Food industry groups were skeptical that the legislation would clear things up for shoppers.
“Based on our preliminary analysis of this legislation, we are very concerned that it could have serious unintended consequences on a variety of products and will only serve to confuse consumers,” Brian Kennedy, a spokesman with the Grocery Manufacturers Association (GMA), told The Hill in an email.
“GMA agrees with and supports federal laws requiring food labels to be truthful and non-misleading,” he added, though noted that the current regulatory system was “robust.”
Lawmakers described the bill as part of a broader effort to get companies to tell consumers more about the food they are buying.

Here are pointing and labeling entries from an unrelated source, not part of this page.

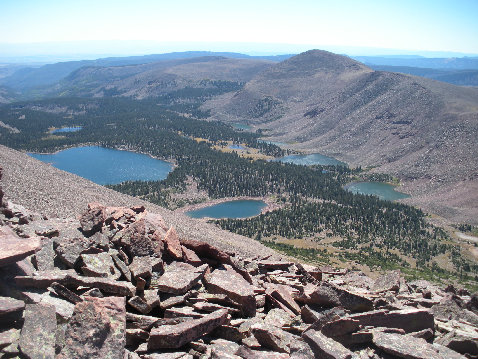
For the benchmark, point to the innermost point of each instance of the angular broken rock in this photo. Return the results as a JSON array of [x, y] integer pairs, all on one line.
[[175, 336], [328, 294], [43, 259], [137, 241], [283, 294], [173, 247], [273, 338], [324, 347], [410, 320], [92, 220], [179, 277], [96, 330], [37, 338], [387, 282], [99, 265], [14, 248], [69, 250], [71, 280], [235, 287], [9, 305], [405, 347], [207, 251], [141, 267]]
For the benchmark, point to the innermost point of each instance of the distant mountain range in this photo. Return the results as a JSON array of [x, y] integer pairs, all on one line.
[[421, 130], [31, 77]]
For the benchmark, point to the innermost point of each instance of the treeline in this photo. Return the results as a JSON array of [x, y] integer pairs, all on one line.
[[365, 221]]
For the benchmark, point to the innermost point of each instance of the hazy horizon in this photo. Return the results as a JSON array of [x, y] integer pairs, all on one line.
[[87, 29]]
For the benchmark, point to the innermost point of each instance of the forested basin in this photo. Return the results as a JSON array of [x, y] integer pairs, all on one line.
[[311, 159], [106, 165], [383, 191]]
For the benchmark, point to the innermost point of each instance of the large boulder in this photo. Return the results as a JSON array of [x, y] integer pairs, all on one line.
[[96, 330], [13, 248]]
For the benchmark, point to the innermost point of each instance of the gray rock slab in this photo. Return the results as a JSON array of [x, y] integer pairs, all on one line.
[[96, 330], [38, 335], [179, 277], [324, 347], [235, 287], [13, 248]]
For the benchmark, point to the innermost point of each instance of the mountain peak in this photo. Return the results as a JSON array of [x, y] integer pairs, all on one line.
[[320, 60]]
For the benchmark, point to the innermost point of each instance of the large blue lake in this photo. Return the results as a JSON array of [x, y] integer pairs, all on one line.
[[67, 129], [107, 166], [230, 209], [382, 190], [311, 159]]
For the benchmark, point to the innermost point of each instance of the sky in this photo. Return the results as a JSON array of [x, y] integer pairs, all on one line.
[[114, 26]]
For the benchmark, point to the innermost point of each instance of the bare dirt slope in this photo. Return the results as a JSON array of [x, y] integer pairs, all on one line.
[[422, 131], [155, 79], [42, 188]]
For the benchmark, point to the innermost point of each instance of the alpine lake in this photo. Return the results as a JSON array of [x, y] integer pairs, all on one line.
[[109, 166]]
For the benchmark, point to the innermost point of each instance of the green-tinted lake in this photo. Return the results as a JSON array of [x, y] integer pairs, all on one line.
[[107, 166], [311, 159], [230, 209], [382, 190]]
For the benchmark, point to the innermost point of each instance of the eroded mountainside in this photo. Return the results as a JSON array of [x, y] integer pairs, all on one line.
[[420, 130], [119, 282]]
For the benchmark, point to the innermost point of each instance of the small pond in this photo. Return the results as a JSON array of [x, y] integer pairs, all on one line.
[[241, 126], [382, 190], [230, 209], [236, 147], [67, 129], [107, 166], [311, 159]]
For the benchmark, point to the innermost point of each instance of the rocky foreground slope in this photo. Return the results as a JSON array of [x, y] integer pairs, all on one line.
[[119, 282]]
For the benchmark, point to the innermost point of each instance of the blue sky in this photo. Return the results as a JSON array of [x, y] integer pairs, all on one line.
[[418, 25]]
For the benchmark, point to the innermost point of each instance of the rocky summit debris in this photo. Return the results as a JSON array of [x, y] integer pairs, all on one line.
[[120, 283]]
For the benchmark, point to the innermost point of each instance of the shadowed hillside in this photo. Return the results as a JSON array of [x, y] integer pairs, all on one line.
[[418, 129]]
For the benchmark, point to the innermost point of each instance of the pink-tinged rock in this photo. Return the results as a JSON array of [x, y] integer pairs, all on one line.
[[172, 244], [97, 329], [137, 321], [69, 250], [283, 294], [175, 336], [141, 267], [14, 248], [92, 220], [37, 338], [207, 251], [71, 280], [189, 256], [235, 287], [179, 277], [273, 338], [328, 294], [9, 337], [405, 347], [410, 320], [273, 265], [99, 265], [9, 305], [137, 239], [387, 282], [324, 347]]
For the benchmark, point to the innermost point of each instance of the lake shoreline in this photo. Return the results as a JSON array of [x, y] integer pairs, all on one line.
[[271, 205]]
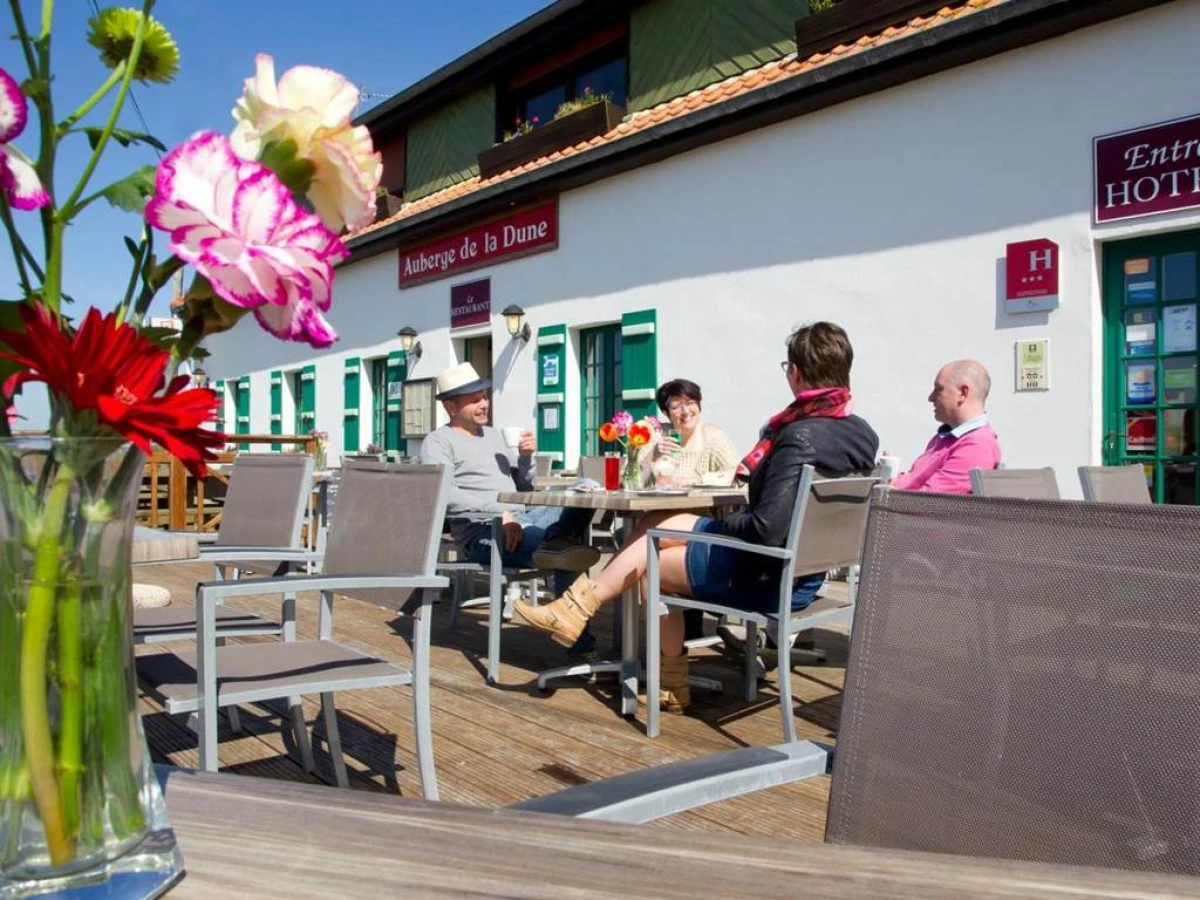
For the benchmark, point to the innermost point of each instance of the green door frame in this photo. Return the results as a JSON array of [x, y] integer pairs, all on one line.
[[605, 341], [1146, 366], [379, 402]]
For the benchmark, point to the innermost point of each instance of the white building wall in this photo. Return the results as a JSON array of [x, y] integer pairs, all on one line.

Later this year, the FDA will issue requirements for chain restaurants and vending machine operators that will force them to post the number of calories in the various foods they sell. Under the rule, restaurants with 20 or more locations would have to post the calorie information on their menus.
The measure was a controversial provision of the Affordable Care Act, and has been fought vigorously by food companies that say it would saddle them with unnecessary and expensive requirements. This year, health organizations, grocery store groups and fast food companies including Dunkin Donuts, Pizza Hut and Starbucks have spent millions of dollars to influence the FDA’s rule writing.
DeLauro said that the food labeling law would be the “next crucial step.”
“It is always better to make it simpler to make a healthy choice,” she said. “Transparency, improving labeling, will help consumers to do just that.”
-- This story was updated with additional information at 4:19 p.m.